Piracy might not be as bad of a scourge to business as some people make out. Or at least, that’s what Techdirt’s Timothy Geigner suggests, based on an article about price hikes in the retro video game market. Retro video games are some of the most easily-pirated, most often-emulated media currently available, but the digital files are selling well through GOG (nee Good Old Games), Steam, and old-game marketplaces from Sony, Microsoft, and Nintendo.
Prices for the physical artifacts are booming, too. Geigner notes:
It’s always been this way. Collectors of art will always pay for original pieces, or for the items that go along with the actual content. If the public simply wanted everything for free when it came to gaming, anyone could go on the internet and get an emulator and a copy of The Legend of Zelda and have at it. But, of course, there are scarce items that go along with the collectables that can’t be downloaded, and so the prices are paid, even as they rise. And it’s not peanuts we’re talking about here. Estimates for how big the retro-gaming market is come in at something like $200 million per year.
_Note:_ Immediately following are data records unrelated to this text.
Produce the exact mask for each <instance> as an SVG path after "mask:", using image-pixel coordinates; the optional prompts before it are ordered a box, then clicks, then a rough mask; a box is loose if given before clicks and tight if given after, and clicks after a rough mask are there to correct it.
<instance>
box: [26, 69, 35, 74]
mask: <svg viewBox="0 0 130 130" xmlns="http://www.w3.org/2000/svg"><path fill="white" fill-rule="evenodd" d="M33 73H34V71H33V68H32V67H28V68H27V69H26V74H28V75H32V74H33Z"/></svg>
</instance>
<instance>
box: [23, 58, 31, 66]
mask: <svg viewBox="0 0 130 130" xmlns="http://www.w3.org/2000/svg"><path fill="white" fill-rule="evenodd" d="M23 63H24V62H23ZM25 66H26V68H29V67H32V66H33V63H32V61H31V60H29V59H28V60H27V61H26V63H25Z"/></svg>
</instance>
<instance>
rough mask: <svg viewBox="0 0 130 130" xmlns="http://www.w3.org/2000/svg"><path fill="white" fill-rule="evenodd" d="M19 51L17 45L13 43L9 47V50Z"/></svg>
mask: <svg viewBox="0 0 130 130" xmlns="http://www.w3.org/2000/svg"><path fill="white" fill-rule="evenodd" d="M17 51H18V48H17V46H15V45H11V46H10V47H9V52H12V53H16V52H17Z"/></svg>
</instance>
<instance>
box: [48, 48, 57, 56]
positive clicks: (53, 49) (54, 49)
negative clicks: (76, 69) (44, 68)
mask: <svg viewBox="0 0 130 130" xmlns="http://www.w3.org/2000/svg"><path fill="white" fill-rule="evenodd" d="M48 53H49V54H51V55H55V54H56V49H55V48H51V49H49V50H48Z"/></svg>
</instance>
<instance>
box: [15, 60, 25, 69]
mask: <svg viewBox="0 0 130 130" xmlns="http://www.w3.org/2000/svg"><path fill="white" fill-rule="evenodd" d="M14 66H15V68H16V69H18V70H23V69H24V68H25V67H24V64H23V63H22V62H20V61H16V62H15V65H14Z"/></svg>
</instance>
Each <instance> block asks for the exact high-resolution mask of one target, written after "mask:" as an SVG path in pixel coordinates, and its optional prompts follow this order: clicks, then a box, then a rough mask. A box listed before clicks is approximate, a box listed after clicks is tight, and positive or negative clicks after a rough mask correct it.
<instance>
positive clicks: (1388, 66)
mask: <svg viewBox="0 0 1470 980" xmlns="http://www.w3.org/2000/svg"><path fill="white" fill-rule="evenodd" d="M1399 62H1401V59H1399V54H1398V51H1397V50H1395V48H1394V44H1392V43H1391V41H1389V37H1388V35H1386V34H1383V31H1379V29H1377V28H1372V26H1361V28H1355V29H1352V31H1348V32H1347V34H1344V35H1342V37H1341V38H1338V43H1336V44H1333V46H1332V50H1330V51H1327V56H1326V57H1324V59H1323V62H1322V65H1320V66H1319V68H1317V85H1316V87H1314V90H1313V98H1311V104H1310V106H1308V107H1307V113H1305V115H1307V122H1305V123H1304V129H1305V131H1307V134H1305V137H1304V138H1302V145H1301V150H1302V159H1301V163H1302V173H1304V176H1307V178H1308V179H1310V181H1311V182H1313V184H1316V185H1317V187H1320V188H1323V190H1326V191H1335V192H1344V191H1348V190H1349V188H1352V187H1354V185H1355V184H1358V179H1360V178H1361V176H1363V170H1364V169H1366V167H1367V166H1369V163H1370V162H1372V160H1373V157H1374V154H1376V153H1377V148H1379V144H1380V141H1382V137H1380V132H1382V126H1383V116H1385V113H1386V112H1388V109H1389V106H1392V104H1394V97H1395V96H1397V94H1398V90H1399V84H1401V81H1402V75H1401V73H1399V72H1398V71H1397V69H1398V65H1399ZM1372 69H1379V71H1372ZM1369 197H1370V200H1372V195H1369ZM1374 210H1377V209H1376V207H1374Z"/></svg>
Of course, rare physical stuff basically can’t be pirated, and the more time passes, the rarer it gets, so it’s not really relevant to the question of how piracy affects sales. As for the digital downloads, because the games already long since earned out their production costs during their original sales the companies who own them don’t have a problem with selling the digital downloads cheaply, which is one boost to their sales.
Another is that, honestly, piracy is generally both risky and inconvenient. Maybe the risk of legal action is unlikely, but the risk of malware is endemic—and who wants to deal with that if there’s an alternative? Offer someone a legitimate way to get the goods cheaply and easily and they’ll jump at it unless they’re the cheapest of cheapskates. And cheap cheapskates will always be with us, so you can’t base your business decisions on them.
So perhaps the real lesson is not that piracy doesn’t stifle markets. The real lesson is that a good cheap and convenient market can stifle piracy.